Sellers KJ., Elliott C., Jackson J., Ghosh A., Ribe E., Rojo AI., Jarosz-Griffiths HH., Watson IA., Xia W., Semenov M., Morin P., Hooper NM., Porter R., Preston J., Al-Shawi R., Baillie G., Lovestone S., Cuadrado A., Harte M., Simons P., Srivastava DP., Killick R.

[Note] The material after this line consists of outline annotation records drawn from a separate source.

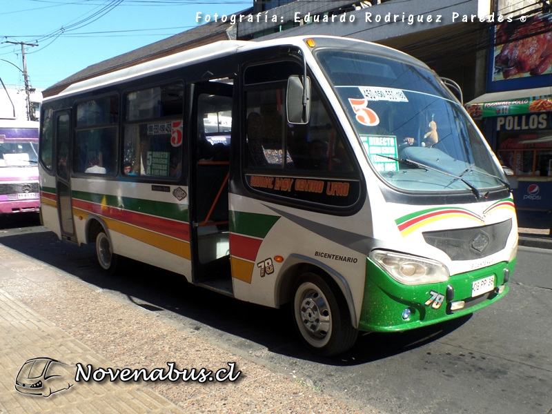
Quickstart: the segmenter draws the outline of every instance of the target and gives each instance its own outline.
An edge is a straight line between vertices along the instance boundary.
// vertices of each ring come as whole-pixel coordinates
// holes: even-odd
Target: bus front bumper
[[[396,282],[370,259],[366,261],[359,329],[368,332],[406,331],[472,313],[506,295],[515,266],[514,259],[455,275],[445,282],[408,286]],[[473,297],[477,286],[473,282],[482,284],[491,276],[492,289]]]

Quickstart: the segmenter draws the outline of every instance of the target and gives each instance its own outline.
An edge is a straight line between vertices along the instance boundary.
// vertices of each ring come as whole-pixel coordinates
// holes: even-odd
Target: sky
[[[96,63],[204,23],[197,13],[230,15],[253,0],[0,0],[0,78],[45,88]]]

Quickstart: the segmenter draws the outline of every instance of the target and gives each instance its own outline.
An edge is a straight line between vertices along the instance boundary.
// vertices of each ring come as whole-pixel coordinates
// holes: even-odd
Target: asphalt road
[[[346,354],[319,359],[301,345],[288,308],[240,302],[135,262],[108,277],[93,246],[59,241],[37,224],[0,221],[0,243],[352,406],[401,414],[552,413],[552,250],[520,247],[509,294],[471,317],[362,335]]]

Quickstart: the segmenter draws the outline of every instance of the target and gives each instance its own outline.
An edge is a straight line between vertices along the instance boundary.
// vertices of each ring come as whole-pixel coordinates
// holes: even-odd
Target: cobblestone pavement
[[[160,320],[151,312],[131,307],[1,244],[0,310],[1,414],[379,412],[369,407],[352,408],[319,390],[233,355]],[[59,364],[64,370],[61,377],[41,378],[48,385],[41,389],[52,393],[48,397],[26,395],[14,388],[16,378],[30,384],[41,378],[31,380],[29,377],[50,375],[38,369],[39,362],[37,369],[30,371],[30,364],[21,368],[33,358],[51,358],[67,364]],[[88,382],[75,381],[77,364],[85,373],[89,372],[88,364],[90,371],[97,373],[99,368],[111,368],[113,373],[126,368],[144,368],[150,373],[164,368],[166,373],[170,362],[181,371],[195,368],[197,373],[204,368],[213,371],[212,377],[220,368],[227,370],[223,374],[235,376],[238,371],[241,374],[234,382],[96,382],[92,376]],[[235,363],[234,371],[228,365],[232,362]],[[64,385],[59,385],[60,382]]]

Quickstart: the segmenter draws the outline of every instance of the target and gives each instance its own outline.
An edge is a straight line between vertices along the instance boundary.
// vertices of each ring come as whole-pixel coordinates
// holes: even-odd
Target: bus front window
[[[315,57],[368,159],[388,184],[477,195],[504,186],[482,137],[426,68],[360,51],[321,49]]]

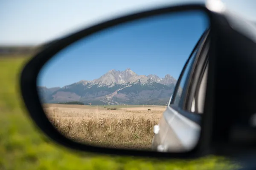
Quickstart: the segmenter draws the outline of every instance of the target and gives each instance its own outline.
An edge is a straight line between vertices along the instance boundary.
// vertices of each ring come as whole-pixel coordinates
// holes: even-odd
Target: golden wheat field
[[[44,105],[47,117],[68,138],[79,142],[127,149],[148,149],[166,107]],[[148,110],[150,109],[151,110]]]

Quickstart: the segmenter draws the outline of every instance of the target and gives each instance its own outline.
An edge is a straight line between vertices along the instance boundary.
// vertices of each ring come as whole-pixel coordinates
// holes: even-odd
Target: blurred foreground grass
[[[57,145],[35,128],[24,109],[19,73],[27,57],[0,58],[0,170],[234,170],[238,165],[209,156],[165,161],[75,152]]]

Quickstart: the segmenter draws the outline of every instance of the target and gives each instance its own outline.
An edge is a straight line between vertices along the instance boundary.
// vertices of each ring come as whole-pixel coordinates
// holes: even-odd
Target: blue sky
[[[256,20],[256,0],[222,0]],[[0,45],[39,44],[102,20],[146,9],[204,0],[0,0]]]
[[[76,42],[49,62],[38,78],[47,87],[98,78],[112,69],[177,79],[208,20],[200,12],[129,23]]]
[[[235,12],[249,20],[256,21],[256,10],[255,10],[256,0],[222,0],[222,1],[230,10]],[[205,0],[2,0],[0,1],[0,21],[1,24],[0,27],[0,45],[38,45],[119,15],[166,5],[203,2]],[[140,28],[142,29],[143,26]],[[154,29],[157,29],[159,28],[153,27],[150,30],[145,32],[145,33],[143,32],[144,34],[141,34],[139,29],[137,30],[137,32],[140,33],[138,35],[141,37],[145,38],[144,40],[148,40],[144,42],[137,41],[136,43],[133,39],[134,37],[129,35],[131,34],[137,35],[135,31],[132,33],[130,32],[130,34],[125,31],[123,31],[125,34],[123,33],[122,35],[121,32],[113,34],[111,40],[110,40],[111,37],[107,36],[102,35],[100,40],[100,38],[97,40],[92,37],[90,39],[91,41],[90,43],[87,44],[86,46],[85,43],[83,43],[84,49],[87,49],[86,52],[76,47],[73,47],[73,51],[71,50],[69,52],[63,52],[62,55],[64,54],[66,57],[59,60],[58,62],[63,66],[66,65],[65,67],[63,67],[65,69],[55,66],[54,69],[56,69],[56,73],[54,73],[54,70],[52,69],[51,76],[46,72],[45,75],[48,75],[48,78],[46,78],[47,76],[46,75],[45,78],[42,79],[44,80],[42,84],[49,87],[62,86],[82,79],[90,80],[98,78],[109,69],[115,69],[122,70],[127,67],[131,68],[139,75],[156,74],[163,77],[164,75],[169,73],[177,78],[185,61],[194,45],[194,41],[196,39],[197,40],[197,38],[187,37],[190,40],[186,40],[185,44],[183,44],[184,47],[182,49],[180,44],[183,43],[183,42],[179,41],[177,36],[175,37],[174,34],[168,35],[166,37],[163,37],[163,35],[154,35],[155,37],[151,37],[151,39],[158,38],[159,41],[166,41],[170,44],[169,48],[165,46],[160,46],[156,42],[149,40],[149,37],[146,37],[147,34],[148,35],[151,32],[154,32],[154,34],[155,34]],[[195,28],[194,29],[195,29]],[[185,31],[184,29],[181,30]],[[166,35],[166,30],[163,30],[162,32]],[[175,31],[173,32],[175,32]],[[189,33],[189,32],[186,32]],[[197,33],[193,32],[195,37],[197,36]],[[127,40],[125,41],[125,44],[123,43],[125,41],[120,40],[120,36],[122,39]],[[172,38],[166,40],[165,39],[166,37],[172,37]],[[182,39],[180,36],[179,38],[179,40]],[[175,40],[175,38],[178,40],[176,42],[179,43],[175,43],[170,40]],[[111,41],[111,43],[106,43],[105,42],[108,41]],[[120,42],[122,43],[119,43]],[[147,49],[145,47],[145,46],[142,46],[143,43],[144,44],[147,44],[149,48]],[[120,46],[121,45],[122,46]],[[130,46],[132,47],[133,50],[130,49],[129,50],[124,49],[125,45],[127,46]],[[81,47],[83,46],[80,45],[78,46]],[[100,50],[99,49],[99,46],[100,46]],[[139,46],[140,50],[135,49],[135,47]],[[69,50],[70,50],[70,49]],[[71,59],[71,56],[76,58],[76,60],[74,59],[74,58]],[[124,59],[128,56],[129,57],[132,56],[133,58],[129,60]],[[146,56],[152,60],[146,60],[148,62],[142,67],[141,60]],[[108,57],[108,59],[105,62],[113,63],[113,61],[117,61],[118,59],[119,60],[118,62],[115,61],[114,66],[113,65],[108,66],[109,65],[101,61],[107,57]],[[157,58],[159,59],[155,60]],[[55,60],[57,60],[56,58]],[[101,60],[100,58],[102,58]],[[133,62],[133,60],[137,61]],[[144,63],[145,63],[145,60],[143,60]],[[99,63],[99,61],[101,61]],[[96,61],[98,62],[99,66],[97,69],[93,65]],[[88,64],[89,63],[90,64]],[[68,65],[68,64],[69,65]],[[154,66],[152,66],[154,64]],[[148,66],[146,67],[145,66]],[[71,70],[73,71],[70,71]],[[70,74],[68,75],[61,74],[67,71],[69,71]],[[80,75],[74,73],[78,71],[84,72],[84,73]]]

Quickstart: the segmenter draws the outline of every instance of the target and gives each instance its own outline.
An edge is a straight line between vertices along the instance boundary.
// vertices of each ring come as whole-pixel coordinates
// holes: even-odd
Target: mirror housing
[[[217,119],[219,118],[219,115],[214,115],[213,114],[215,113],[215,108],[217,108],[215,102],[215,93],[217,90],[215,86],[217,78],[215,73],[217,68],[216,61],[219,59],[218,57],[221,57],[221,55],[219,55],[220,57],[216,57],[220,54],[218,51],[219,47],[217,42],[220,42],[220,40],[221,39],[220,36],[223,36],[223,33],[230,29],[230,27],[227,21],[223,11],[212,10],[209,7],[209,6],[208,4],[208,7],[206,7],[204,4],[200,4],[171,6],[131,14],[83,29],[44,46],[42,51],[29,61],[23,70],[21,75],[20,87],[22,97],[28,110],[29,116],[32,118],[36,125],[54,141],[66,147],[77,150],[122,156],[175,158],[191,158],[203,156],[209,154],[223,154],[221,150],[227,147],[228,144],[224,139],[223,136],[219,138],[216,135],[218,133],[221,133],[222,130],[221,127],[216,129],[217,130],[214,129],[215,125],[218,126]],[[210,28],[210,33],[209,34],[210,45],[209,50],[209,66],[201,130],[199,142],[192,150],[183,153],[170,153],[110,149],[89,146],[76,142],[66,138],[49,122],[44,112],[39,99],[38,92],[37,88],[37,78],[41,68],[55,55],[81,38],[119,24],[160,14],[193,10],[202,11],[209,17]],[[157,133],[157,126],[154,127],[154,132]],[[219,145],[220,144],[221,144]]]

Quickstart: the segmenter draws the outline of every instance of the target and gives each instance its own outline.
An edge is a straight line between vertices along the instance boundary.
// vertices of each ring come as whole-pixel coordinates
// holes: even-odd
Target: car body
[[[188,151],[198,142],[207,80],[207,52],[209,45],[207,37],[209,32],[207,30],[203,34],[189,58],[166,109],[159,124],[154,127],[154,135],[152,142],[154,150],[177,152]],[[198,63],[195,61],[202,64],[197,64]],[[196,74],[199,76],[195,78]],[[189,82],[196,83],[196,88],[191,89]],[[193,96],[190,103],[186,100],[189,98],[188,95]]]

INTRODUCTION: Synapse loss is the structural correlate of the cognitive decline indicative of dementia. In the brains of Alzheimer's disease sufferers, amyloid β (Aβ) peptides aggregate to form senile plaques but as soluble peptides are toxic to synapses. We previously demonstrated that Aβ induces Dickkopf-1 (Dkk1), which in turn activates the Wnt-planar cell polarity (Wnt-PCP) pathway to drive tau pathology and neuronal death. METHODS: We compared the effects of Aβ and of Dkk1 on synapse morphology and memory impairment while inhibiting or silencing key elements of the Wnt-PCP pathway. RESULTS: We demonstrate that Aβ synaptotoxicity is also Dkk1 and Wnt-PCP dependent, mediated by the arm of Wnt-PCP regulating actin cytoskeletal dynamics via Daam1, RhoA and ROCK, and can be blocked by the drug fasudil. DISCUSSION: Our data add to the importance of aberrant Wnt signaling in Alzheimer's disease neuropathology and indicate that fasudil could be repurposed as a treatment for the disease.